Lazowski was born in 1930 in the small town of Bielica (present-day Belarus). When the Germans invaded Russia in June of 1941, German forces marched into his hometown and began mass exterminating the Jewish population. The quick-witted 11-year-old helped hide his family in a cave he had built under their home. However, returning to their hideout one day, a German soldier caught Lazowski and forced him to the marketplace, where a selection was taking place. Separated from his family, he asked several women if he could pretend to be their son. One woman with two young daughters took him as her son, and he was able to return to his family’s hideout.

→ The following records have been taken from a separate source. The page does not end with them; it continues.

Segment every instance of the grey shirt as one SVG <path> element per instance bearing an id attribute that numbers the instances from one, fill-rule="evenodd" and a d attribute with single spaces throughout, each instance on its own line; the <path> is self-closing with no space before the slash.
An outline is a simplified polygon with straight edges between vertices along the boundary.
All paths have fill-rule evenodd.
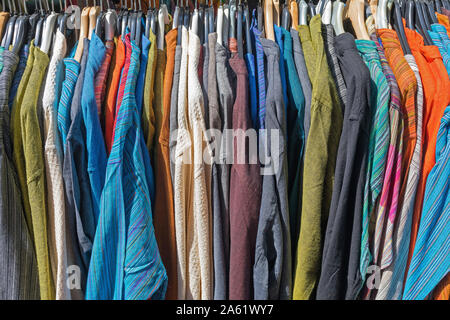
<path id="1" fill-rule="evenodd" d="M 311 81 L 308 76 L 308 69 L 306 68 L 305 57 L 303 55 L 302 44 L 300 43 L 300 38 L 298 31 L 291 29 L 292 45 L 294 50 L 294 62 L 295 68 L 297 69 L 298 78 L 300 79 L 300 85 L 303 90 L 303 95 L 305 96 L 305 115 L 304 115 L 304 128 L 305 128 L 305 141 L 308 138 L 309 127 L 311 123 L 311 97 L 312 97 L 312 87 Z M 305 153 L 303 153 L 304 155 Z"/>
<path id="2" fill-rule="evenodd" d="M 9 89 L 19 63 L 17 54 L 3 51 L 0 74 L 0 299 L 39 299 L 33 241 L 25 221 L 17 174 L 12 163 Z"/>
<path id="3" fill-rule="evenodd" d="M 181 32 L 181 30 L 179 31 Z M 175 175 L 175 150 L 177 146 L 178 129 L 178 87 L 180 84 L 181 45 L 175 48 L 175 62 L 173 67 L 172 91 L 170 92 L 170 119 L 169 119 L 169 150 L 170 150 L 170 175 L 174 185 Z"/>
<path id="4" fill-rule="evenodd" d="M 261 210 L 253 269 L 257 300 L 291 299 L 292 257 L 287 196 L 286 115 L 280 78 L 278 45 L 261 38 L 267 60 L 266 130 L 261 133 L 270 166 L 263 176 Z M 278 134 L 278 140 L 274 134 Z M 276 142 L 273 145 L 273 142 Z M 261 152 L 260 152 L 261 154 Z M 267 164 L 267 159 L 262 159 Z M 267 170 L 272 169 L 272 174 Z"/>

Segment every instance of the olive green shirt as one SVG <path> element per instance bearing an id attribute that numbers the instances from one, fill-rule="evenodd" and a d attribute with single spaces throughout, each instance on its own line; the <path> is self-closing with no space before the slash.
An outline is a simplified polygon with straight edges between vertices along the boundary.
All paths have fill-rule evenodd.
<path id="1" fill-rule="evenodd" d="M 311 124 L 306 142 L 300 236 L 294 299 L 310 299 L 320 276 L 324 233 L 333 191 L 342 111 L 328 67 L 320 14 L 298 27 L 312 84 Z"/>

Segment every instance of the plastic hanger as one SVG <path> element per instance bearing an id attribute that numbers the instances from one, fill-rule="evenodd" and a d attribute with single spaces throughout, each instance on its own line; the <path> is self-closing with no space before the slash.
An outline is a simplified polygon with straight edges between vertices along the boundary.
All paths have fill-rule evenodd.
<path id="1" fill-rule="evenodd" d="M 272 0 L 273 4 L 273 23 L 275 23 L 277 26 L 281 25 L 280 17 L 281 17 L 281 11 L 280 11 L 280 0 Z"/>
<path id="2" fill-rule="evenodd" d="M 356 38 L 370 40 L 364 18 L 364 0 L 351 0 L 348 4 L 347 15 L 352 22 Z"/>
<path id="3" fill-rule="evenodd" d="M 78 38 L 77 50 L 75 51 L 74 59 L 81 62 L 81 56 L 83 55 L 84 39 L 88 36 L 89 31 L 89 7 L 84 7 L 81 11 L 81 27 L 80 37 Z"/>
<path id="4" fill-rule="evenodd" d="M 331 16 L 331 25 L 333 26 L 334 32 L 336 35 L 342 34 L 345 32 L 344 30 L 344 7 L 345 5 L 336 0 L 333 3 L 333 14 Z"/>
<path id="5" fill-rule="evenodd" d="M 245 47 L 246 53 L 253 54 L 251 34 L 250 34 L 250 12 L 247 4 L 244 5 L 244 20 L 245 20 Z"/>
<path id="6" fill-rule="evenodd" d="M 236 39 L 236 1 L 230 1 L 230 30 L 228 38 Z"/>
<path id="7" fill-rule="evenodd" d="M 264 1 L 264 29 L 266 30 L 267 39 L 275 41 L 275 33 L 273 30 L 273 6 L 272 0 Z"/>
<path id="8" fill-rule="evenodd" d="M 402 13 L 398 0 L 394 1 L 394 29 L 397 32 L 400 45 L 404 54 L 411 54 L 408 41 L 406 40 L 405 29 L 403 28 Z"/>
<path id="9" fill-rule="evenodd" d="M 406 20 L 406 26 L 408 29 L 414 30 L 414 1 L 408 0 L 406 2 L 406 13 L 405 13 L 405 20 Z"/>
<path id="10" fill-rule="evenodd" d="M 283 10 L 281 11 L 281 26 L 289 30 L 289 26 L 291 25 L 291 13 L 289 12 L 288 6 L 283 5 Z"/>
<path id="11" fill-rule="evenodd" d="M 222 34 L 223 34 L 223 4 L 222 0 L 220 0 L 219 8 L 217 8 L 217 43 L 222 45 Z"/>
<path id="12" fill-rule="evenodd" d="M 242 6 L 241 0 L 237 6 L 237 43 L 238 43 L 238 55 L 239 58 L 244 59 L 244 47 L 243 47 L 243 37 L 242 37 Z"/>
<path id="13" fill-rule="evenodd" d="M 296 28 L 298 25 L 298 4 L 297 1 L 292 0 L 289 2 L 289 12 L 291 13 L 292 23 L 291 27 Z"/>
<path id="14" fill-rule="evenodd" d="M 323 24 L 330 24 L 331 23 L 331 16 L 333 14 L 333 5 L 330 0 L 324 0 L 323 9 L 321 11 L 322 15 L 322 23 Z"/>
<path id="15" fill-rule="evenodd" d="M 308 24 L 308 4 L 305 0 L 298 3 L 298 24 L 306 26 Z"/>
<path id="16" fill-rule="evenodd" d="M 55 13 L 55 7 L 54 3 L 52 1 L 52 12 L 50 15 L 45 19 L 45 25 L 42 32 L 42 44 L 40 46 L 41 50 L 48 54 L 48 51 L 50 49 L 50 44 L 52 43 L 53 39 L 53 30 L 55 27 L 56 20 L 58 19 L 58 15 Z"/>

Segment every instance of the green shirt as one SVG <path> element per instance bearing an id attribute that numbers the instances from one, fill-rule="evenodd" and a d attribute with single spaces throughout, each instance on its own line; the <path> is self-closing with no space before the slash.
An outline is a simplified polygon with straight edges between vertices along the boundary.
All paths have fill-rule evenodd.
<path id="1" fill-rule="evenodd" d="M 310 299 L 320 276 L 322 247 L 342 130 L 342 109 L 328 67 L 320 14 L 298 28 L 312 84 L 311 127 L 305 149 L 302 216 L 294 299 Z"/>

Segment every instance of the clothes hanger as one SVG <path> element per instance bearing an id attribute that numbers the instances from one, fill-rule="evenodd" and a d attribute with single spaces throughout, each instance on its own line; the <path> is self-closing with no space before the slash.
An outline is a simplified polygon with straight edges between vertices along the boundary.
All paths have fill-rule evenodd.
<path id="1" fill-rule="evenodd" d="M 291 13 L 292 23 L 291 28 L 298 26 L 298 4 L 297 1 L 289 1 L 289 12 Z"/>
<path id="2" fill-rule="evenodd" d="M 405 13 L 405 20 L 406 20 L 406 26 L 408 29 L 414 30 L 414 1 L 408 0 L 406 2 L 406 13 Z"/>
<path id="3" fill-rule="evenodd" d="M 222 35 L 222 41 L 223 41 L 223 46 L 225 48 L 228 48 L 228 36 L 229 36 L 229 31 L 230 31 L 230 6 L 228 3 L 225 3 L 223 5 L 223 35 Z"/>
<path id="4" fill-rule="evenodd" d="M 331 25 L 333 26 L 336 35 L 342 34 L 344 30 L 344 7 L 345 5 L 340 1 L 336 0 L 333 3 L 333 13 L 331 16 Z"/>
<path id="5" fill-rule="evenodd" d="M 230 30 L 228 38 L 236 39 L 236 1 L 230 1 Z"/>
<path id="6" fill-rule="evenodd" d="M 2 39 L 2 47 L 6 50 L 9 49 L 10 44 L 12 43 L 13 37 L 14 37 L 14 26 L 16 24 L 17 19 L 17 13 L 15 12 L 15 5 L 13 8 L 13 5 L 11 4 L 11 0 L 8 0 L 8 7 L 11 12 L 11 16 L 8 19 L 8 22 L 6 23 L 6 32 L 5 36 Z"/>
<path id="7" fill-rule="evenodd" d="M 308 24 L 308 4 L 305 0 L 301 0 L 298 3 L 298 24 L 306 26 Z"/>
<path id="8" fill-rule="evenodd" d="M 54 2 L 52 0 L 52 11 L 51 11 L 50 15 L 48 15 L 47 18 L 45 19 L 44 28 L 42 31 L 41 50 L 43 52 L 45 52 L 46 54 L 48 54 L 50 45 L 52 43 L 53 30 L 54 30 L 57 19 L 58 19 L 58 15 L 55 12 L 55 6 L 54 6 Z"/>
<path id="9" fill-rule="evenodd" d="M 256 8 L 256 21 L 258 23 L 258 31 L 262 32 L 264 29 L 264 10 L 261 4 L 261 0 L 258 1 L 258 7 Z"/>
<path id="10" fill-rule="evenodd" d="M 291 25 L 291 13 L 289 12 L 288 6 L 283 4 L 283 10 L 281 10 L 281 26 L 289 30 Z"/>
<path id="11" fill-rule="evenodd" d="M 223 34 L 223 0 L 220 0 L 219 8 L 217 8 L 217 43 L 222 45 L 222 34 Z"/>
<path id="12" fill-rule="evenodd" d="M 322 23 L 323 24 L 330 24 L 331 23 L 331 16 L 333 14 L 333 5 L 332 1 L 330 0 L 324 0 L 323 9 L 321 11 L 322 15 Z"/>
<path id="13" fill-rule="evenodd" d="M 264 1 L 264 29 L 267 39 L 275 41 L 275 33 L 273 30 L 273 6 L 272 0 Z"/>
<path id="14" fill-rule="evenodd" d="M 239 58 L 244 59 L 244 46 L 243 46 L 243 36 L 242 36 L 242 6 L 241 0 L 237 5 L 237 43 L 238 43 L 238 55 Z"/>
<path id="15" fill-rule="evenodd" d="M 277 26 L 280 26 L 281 25 L 280 0 L 272 0 L 272 4 L 273 4 L 273 23 L 275 23 Z"/>
<path id="16" fill-rule="evenodd" d="M 400 45 L 404 54 L 411 54 L 408 41 L 406 40 L 405 29 L 403 28 L 402 13 L 398 0 L 394 1 L 394 29 L 397 32 Z"/>
<path id="17" fill-rule="evenodd" d="M 364 18 L 364 0 L 350 0 L 348 4 L 347 16 L 352 22 L 356 38 L 370 40 Z"/>
<path id="18" fill-rule="evenodd" d="M 247 1 L 244 5 L 244 20 L 245 20 L 245 48 L 246 53 L 253 55 L 251 34 L 250 34 L 250 12 L 248 10 Z"/>
<path id="19" fill-rule="evenodd" d="M 77 50 L 75 51 L 75 56 L 74 56 L 74 59 L 78 63 L 81 62 L 81 56 L 83 55 L 84 39 L 88 37 L 89 10 L 90 10 L 90 7 L 84 7 L 83 11 L 81 11 L 80 37 L 78 38 Z"/>
<path id="20" fill-rule="evenodd" d="M 169 12 L 167 11 L 167 6 L 163 3 L 159 5 L 159 11 L 158 11 L 158 36 L 157 36 L 157 43 L 158 43 L 158 49 L 164 50 L 164 32 L 165 32 L 165 25 L 169 23 Z M 198 11 L 197 11 L 198 15 Z M 197 21 L 198 23 L 198 21 Z M 198 32 L 198 31 L 197 31 Z M 197 33 L 198 35 L 198 33 Z"/>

After being discovered in their underground cave, Lazowski and his family were forced into a theater in their town where they heard the soldiers coming. Lazowski said, “Hearing the trucks meant another massacre.” Knowing they would likely be killed, his mother told him to jump out a second-story window to give her son a chance at survival. He somberly recounts telling her “no” and pleading with her to jump. At the time, she was holding his younger siblings and, therefore, could not jump herself. Taking a chair, she broke a window and pushed him out, where he fell, next to another young boy, and together they escaped. She and his three younger siblings would not survive the Holocaust, but Lazowski, his younger brother, and father would, hiding out in the woods for two years before eventually making their way to the United States.
Approximately 85% of those that lived in the woods perished from cold temperatures, sickness, and the ever-present danger of being caught by Nazis. A fisherman by trade, Lazowski’s father had a handful of Christian friends who would give the three bread and potatoes to help keep the family alive. “No matter how dangerous it was for them, they would help us in many ways,” said Lazowski. “Otherwise, we would not have been able to survive.”
After escaping the Nazis and fleeing to the United States in 1947, he continued his education at Brooklyn College. While attending a friend’s wedding, he met a young woman who told him about a family in Hartford, Connecticut, that had once saved a boy from Bielica. Lazowski knew he was that boy.
In a true Hollywood exquisite twist of fate, Lazowski found out where they lived and was reunited with the woman, Miriam, who had saved his life in the marketplace that day so many years ago. They met for coffee, and he began dating her oldest daughter, Ruth, eventually marrying her.
Following Lazowski’s talk, he fielded questions from the students. Many of their questions stemmed from the incredulous nature of how he could continue and find the will to live, despite what seemed like an inevitably bleak future. The rabbi was poignant and thoughtful in his answers, and his voice tinged with a Slavic accent, pausing almost as if to pick the exact words to describe the heavy burden he felt was his calling and responsibility to explain.
One student asked if he wanted to forget his torment as a youngster. Rabbi said that many survivors do not share their stories with their friends and loved ones because it is too painful to open up. For Rabbi Lazowski sharing his story is a moral imperative.
“It’s part of your history, and you never forget what kind of pain you went through to survive. It’s very easy to forget. Certain things we have to forget. Certain things we have to remember. To remember what you went through is a must. I can never forget what I went through. Each and every survivor has his own story. To me, I thank God I was able to tell the story for others to know.”
Another student asked Lazowki how he found his purpose and persevered during his ordeal.
“In order to persevere, I always listened to my mother’s teaching,” he said. She taught me three things. First to survive. To survive is not easy. You have to have stamina and willpower. Second, she told me to be somebody – not to have money – but to learn and to study; that’s how you become somebody. You need the courage and determination to have the faith to keep going, to be determined and not wishy-washy. And lastly, she told me to be a good human being and be good to others. You must try in every way you can. We must try our very best to be good human beings. You have to act right, feel right, and do right.
The rabbi’s comments and harrowing account should remind us of who we are and who we can be collectively – that justice and righteousness need to form our moral center.